Seton Nurses Rally Ahead of First Bargaining Meeting
Bargaining begins at largest hospital in the state to unionize
By Lina Fisher, Fri., Nov. 25, 2022
Last Thursday, Nov. 17, a crowd of more than 100 nurses rallied in front of Ascension Seton Medical Center on 38th, holding a giant banner that read: "Don't mess with Texas nurses." The rally came ahead of the first contract bargaining meeting since Seton nurses unionized in September with the National Nurses Organizing Committee/National Nurses United, which represents 3,300 nurses in Texas. The Seton facility is the largest private hospital in the state to unionize, with roughly 800 nurses represented.
Samantha Steel, who has worked at Seton for eight years, says the union effort was galvanized by chronic understaffing and high turnover, which led to nurses working far outside their job descriptions. "Nurses are performing more than just their nursing job. A lot of times they're having to do the clinical assistants' jobs, the janitorial jobs. The desk clerks have been reduced [and] charge nurses are having to answer phones that are ringing nonstop. Charge nurses are having to take patients because we don't have enough RNs."
Negotiations will be "mainly focused around our patient care protocols, processes, procedures," says Matthew Clark, a nurse for seven years, "as well as staffing efforts to retain the nurses that have the experience that we need as well as acquire new nurses to fill the staffing gaps." Though some of these issues were exacerbated by the pandemic – "a lot of nurses suffered a great deal of moral injury and moral fatigue," Clark says – they've been going on for years.

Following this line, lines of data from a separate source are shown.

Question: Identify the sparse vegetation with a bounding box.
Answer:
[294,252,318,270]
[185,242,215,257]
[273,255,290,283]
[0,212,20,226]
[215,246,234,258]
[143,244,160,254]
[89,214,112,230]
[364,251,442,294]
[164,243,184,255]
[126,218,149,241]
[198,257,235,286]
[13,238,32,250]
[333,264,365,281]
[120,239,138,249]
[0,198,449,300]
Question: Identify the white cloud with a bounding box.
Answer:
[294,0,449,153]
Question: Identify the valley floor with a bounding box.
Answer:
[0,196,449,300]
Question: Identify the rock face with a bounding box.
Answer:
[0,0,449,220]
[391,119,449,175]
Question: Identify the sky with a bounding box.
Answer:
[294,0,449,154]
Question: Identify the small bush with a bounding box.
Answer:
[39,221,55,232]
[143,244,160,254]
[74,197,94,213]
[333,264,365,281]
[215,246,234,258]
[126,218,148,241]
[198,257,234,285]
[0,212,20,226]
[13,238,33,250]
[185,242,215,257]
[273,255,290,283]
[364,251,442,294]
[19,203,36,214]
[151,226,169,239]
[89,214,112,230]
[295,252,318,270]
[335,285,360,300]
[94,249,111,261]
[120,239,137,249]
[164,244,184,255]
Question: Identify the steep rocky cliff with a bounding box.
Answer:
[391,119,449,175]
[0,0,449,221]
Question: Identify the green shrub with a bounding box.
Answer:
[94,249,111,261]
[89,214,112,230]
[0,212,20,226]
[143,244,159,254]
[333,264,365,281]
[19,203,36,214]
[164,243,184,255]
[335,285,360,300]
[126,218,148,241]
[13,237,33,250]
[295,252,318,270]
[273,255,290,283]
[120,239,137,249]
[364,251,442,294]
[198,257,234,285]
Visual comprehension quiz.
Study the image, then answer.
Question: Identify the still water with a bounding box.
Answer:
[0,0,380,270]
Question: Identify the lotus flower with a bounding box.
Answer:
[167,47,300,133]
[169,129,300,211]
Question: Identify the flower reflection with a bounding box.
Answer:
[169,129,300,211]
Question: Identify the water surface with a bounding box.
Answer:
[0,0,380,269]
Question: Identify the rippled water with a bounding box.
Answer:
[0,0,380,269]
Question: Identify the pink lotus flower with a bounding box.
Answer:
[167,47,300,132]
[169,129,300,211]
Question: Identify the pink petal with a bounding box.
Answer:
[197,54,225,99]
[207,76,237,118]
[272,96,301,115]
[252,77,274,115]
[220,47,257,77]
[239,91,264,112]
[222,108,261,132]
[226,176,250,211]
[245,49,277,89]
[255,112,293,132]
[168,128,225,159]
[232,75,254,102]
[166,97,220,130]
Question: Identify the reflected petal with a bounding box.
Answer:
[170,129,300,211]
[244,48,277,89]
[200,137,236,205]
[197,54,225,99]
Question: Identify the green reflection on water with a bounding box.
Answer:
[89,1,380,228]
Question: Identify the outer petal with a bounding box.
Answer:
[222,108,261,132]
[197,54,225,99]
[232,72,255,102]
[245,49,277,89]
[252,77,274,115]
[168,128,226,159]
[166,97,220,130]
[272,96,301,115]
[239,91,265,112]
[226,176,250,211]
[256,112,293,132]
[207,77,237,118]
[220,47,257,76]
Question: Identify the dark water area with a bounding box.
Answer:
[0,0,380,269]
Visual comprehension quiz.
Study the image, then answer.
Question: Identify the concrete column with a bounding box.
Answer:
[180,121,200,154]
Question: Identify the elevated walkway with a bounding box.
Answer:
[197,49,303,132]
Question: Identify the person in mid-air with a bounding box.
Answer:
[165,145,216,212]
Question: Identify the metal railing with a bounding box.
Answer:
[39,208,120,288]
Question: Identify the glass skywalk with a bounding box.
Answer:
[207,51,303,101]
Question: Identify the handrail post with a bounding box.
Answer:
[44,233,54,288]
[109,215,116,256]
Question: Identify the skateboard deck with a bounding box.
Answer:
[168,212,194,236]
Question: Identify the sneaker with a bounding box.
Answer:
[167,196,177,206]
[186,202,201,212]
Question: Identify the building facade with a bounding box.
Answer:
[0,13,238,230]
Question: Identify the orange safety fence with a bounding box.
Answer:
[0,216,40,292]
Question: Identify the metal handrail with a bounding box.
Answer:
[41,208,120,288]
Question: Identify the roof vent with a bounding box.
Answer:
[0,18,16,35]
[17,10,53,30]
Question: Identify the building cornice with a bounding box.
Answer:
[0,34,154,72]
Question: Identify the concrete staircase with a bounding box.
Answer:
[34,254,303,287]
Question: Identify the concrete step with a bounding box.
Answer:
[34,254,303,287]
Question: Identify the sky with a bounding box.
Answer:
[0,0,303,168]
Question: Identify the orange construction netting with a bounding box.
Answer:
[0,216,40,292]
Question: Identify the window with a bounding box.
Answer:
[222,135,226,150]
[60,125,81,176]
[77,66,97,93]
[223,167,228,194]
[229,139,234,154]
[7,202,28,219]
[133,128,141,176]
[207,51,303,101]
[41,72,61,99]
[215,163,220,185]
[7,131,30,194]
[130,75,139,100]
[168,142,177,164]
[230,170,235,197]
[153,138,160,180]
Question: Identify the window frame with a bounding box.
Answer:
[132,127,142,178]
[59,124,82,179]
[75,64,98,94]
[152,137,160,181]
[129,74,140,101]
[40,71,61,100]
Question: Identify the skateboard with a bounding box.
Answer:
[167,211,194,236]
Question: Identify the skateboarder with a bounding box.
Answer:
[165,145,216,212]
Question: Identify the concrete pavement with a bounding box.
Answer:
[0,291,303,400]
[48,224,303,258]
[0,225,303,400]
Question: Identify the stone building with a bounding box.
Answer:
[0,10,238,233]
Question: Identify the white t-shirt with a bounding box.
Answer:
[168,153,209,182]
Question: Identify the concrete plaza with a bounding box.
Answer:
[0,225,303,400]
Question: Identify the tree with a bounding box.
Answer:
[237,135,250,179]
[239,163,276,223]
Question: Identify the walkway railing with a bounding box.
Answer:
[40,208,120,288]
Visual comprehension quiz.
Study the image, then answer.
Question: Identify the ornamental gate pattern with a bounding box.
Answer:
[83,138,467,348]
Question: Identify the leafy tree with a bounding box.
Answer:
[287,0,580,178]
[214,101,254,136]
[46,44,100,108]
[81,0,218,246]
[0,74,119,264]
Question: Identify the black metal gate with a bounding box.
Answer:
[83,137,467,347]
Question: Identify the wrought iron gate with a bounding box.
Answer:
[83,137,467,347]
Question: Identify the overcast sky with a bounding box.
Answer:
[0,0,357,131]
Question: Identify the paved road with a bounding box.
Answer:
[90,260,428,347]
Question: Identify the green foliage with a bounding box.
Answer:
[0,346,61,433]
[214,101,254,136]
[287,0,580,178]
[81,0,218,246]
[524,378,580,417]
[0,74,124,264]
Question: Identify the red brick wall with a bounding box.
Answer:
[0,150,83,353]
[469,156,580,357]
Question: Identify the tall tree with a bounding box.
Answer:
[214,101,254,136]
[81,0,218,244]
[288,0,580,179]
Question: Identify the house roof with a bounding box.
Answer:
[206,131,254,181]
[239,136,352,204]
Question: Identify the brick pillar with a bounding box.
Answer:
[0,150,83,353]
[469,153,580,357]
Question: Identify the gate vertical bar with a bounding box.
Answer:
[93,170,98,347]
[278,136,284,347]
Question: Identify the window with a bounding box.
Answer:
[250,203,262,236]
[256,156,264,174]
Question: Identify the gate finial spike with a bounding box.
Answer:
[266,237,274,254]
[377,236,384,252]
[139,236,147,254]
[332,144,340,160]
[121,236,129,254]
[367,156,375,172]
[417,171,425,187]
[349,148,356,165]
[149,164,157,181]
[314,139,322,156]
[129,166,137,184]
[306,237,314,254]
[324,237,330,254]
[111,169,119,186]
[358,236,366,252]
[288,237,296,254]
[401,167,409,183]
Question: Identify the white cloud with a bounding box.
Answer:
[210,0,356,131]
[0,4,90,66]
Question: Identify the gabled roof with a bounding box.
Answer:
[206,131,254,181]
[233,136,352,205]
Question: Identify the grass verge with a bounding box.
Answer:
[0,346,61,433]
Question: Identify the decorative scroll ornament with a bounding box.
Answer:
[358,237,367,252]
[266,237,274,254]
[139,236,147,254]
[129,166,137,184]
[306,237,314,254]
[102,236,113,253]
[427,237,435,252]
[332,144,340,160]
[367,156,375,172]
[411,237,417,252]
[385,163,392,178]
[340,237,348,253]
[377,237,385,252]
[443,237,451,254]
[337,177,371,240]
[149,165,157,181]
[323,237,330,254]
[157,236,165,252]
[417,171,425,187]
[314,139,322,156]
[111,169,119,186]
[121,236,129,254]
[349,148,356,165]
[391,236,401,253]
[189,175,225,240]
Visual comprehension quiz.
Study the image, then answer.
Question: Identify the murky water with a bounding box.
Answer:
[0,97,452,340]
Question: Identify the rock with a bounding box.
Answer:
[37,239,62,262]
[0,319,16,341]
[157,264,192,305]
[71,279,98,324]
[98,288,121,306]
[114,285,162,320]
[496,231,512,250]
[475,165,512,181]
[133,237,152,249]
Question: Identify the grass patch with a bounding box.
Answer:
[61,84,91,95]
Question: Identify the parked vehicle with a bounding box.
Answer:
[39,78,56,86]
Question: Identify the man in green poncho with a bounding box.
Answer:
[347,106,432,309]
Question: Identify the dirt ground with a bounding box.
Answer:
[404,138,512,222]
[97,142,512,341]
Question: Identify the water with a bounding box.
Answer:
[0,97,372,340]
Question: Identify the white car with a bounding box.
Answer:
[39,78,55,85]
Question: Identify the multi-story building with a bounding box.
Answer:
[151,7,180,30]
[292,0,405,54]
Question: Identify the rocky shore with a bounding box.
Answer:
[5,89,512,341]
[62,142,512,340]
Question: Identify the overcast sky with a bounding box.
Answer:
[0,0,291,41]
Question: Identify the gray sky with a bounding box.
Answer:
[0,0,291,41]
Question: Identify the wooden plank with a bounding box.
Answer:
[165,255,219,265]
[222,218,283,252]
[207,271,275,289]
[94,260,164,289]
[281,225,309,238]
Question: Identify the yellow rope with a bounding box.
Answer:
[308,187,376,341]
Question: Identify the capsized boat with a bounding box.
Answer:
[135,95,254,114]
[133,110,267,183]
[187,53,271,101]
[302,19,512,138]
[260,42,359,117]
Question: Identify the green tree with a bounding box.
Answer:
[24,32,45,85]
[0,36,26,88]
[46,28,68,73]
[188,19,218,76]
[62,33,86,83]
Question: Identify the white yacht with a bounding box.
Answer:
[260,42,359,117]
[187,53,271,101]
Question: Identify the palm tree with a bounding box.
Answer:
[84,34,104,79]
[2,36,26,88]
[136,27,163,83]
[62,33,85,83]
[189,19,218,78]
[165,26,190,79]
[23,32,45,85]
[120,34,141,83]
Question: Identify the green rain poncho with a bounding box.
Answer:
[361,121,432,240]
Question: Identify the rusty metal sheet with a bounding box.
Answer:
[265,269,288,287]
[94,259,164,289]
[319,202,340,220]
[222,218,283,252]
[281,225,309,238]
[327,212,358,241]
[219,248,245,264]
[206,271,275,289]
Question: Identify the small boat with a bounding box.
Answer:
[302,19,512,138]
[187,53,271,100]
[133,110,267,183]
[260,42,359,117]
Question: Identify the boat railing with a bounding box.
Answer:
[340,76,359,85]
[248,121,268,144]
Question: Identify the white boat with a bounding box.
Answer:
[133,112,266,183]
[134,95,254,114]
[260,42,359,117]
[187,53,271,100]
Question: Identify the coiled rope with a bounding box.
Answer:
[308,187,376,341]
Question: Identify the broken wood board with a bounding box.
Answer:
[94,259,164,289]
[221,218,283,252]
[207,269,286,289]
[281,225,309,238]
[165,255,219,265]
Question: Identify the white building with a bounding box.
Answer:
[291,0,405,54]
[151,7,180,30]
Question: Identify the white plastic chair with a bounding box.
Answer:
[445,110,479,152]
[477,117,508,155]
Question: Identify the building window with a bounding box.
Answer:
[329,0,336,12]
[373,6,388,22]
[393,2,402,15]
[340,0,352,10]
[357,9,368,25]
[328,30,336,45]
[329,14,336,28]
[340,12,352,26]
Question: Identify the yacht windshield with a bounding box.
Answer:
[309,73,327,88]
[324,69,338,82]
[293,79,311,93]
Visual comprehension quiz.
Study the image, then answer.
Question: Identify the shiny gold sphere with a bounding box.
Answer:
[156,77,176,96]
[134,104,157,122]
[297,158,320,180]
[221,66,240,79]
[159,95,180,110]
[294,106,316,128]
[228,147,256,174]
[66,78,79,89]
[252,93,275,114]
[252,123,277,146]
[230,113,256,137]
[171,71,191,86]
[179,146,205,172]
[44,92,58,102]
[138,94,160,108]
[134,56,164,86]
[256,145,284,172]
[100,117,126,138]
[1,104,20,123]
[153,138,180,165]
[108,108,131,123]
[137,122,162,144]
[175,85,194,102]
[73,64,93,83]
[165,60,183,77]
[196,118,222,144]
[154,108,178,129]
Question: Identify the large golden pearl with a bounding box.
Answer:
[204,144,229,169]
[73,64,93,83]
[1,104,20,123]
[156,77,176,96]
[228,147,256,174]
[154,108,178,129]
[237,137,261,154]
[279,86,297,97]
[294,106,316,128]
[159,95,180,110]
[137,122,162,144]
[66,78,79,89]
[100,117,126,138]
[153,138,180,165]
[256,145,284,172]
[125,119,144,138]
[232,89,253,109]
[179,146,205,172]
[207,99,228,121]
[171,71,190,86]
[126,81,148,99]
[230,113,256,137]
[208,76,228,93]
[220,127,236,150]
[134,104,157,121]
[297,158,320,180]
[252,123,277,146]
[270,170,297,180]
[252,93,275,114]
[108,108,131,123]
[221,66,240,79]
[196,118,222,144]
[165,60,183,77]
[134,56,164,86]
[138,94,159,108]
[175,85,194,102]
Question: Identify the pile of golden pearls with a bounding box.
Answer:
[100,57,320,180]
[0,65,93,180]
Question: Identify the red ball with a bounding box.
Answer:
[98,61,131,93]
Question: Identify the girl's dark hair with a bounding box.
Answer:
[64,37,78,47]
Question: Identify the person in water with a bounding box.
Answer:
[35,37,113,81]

"We just wanted to show unity in numbers and show Ascension that, you know, over half of the nurses are gathered here," says Clark. "We're hopeful that they will be amenable to our … patient-centered focus proposals that we are presenting today to them." The same day, organizing nurse Kellen Gildersleeve dropped by the Starbucks on 45th and Lamar to support their national strike, and told Defector, "A lot of our nurses probably stop by this location on the way to work, and we want to support. It's all connected."
* Editor's note Tuesday, Dec. 13, 11:05am: A previous version of this story incorrectly stated the number of nurses represented by the Seton union as "over 900." The correct number is roughly 800. This story has been updated. The Chronicle regrets its error.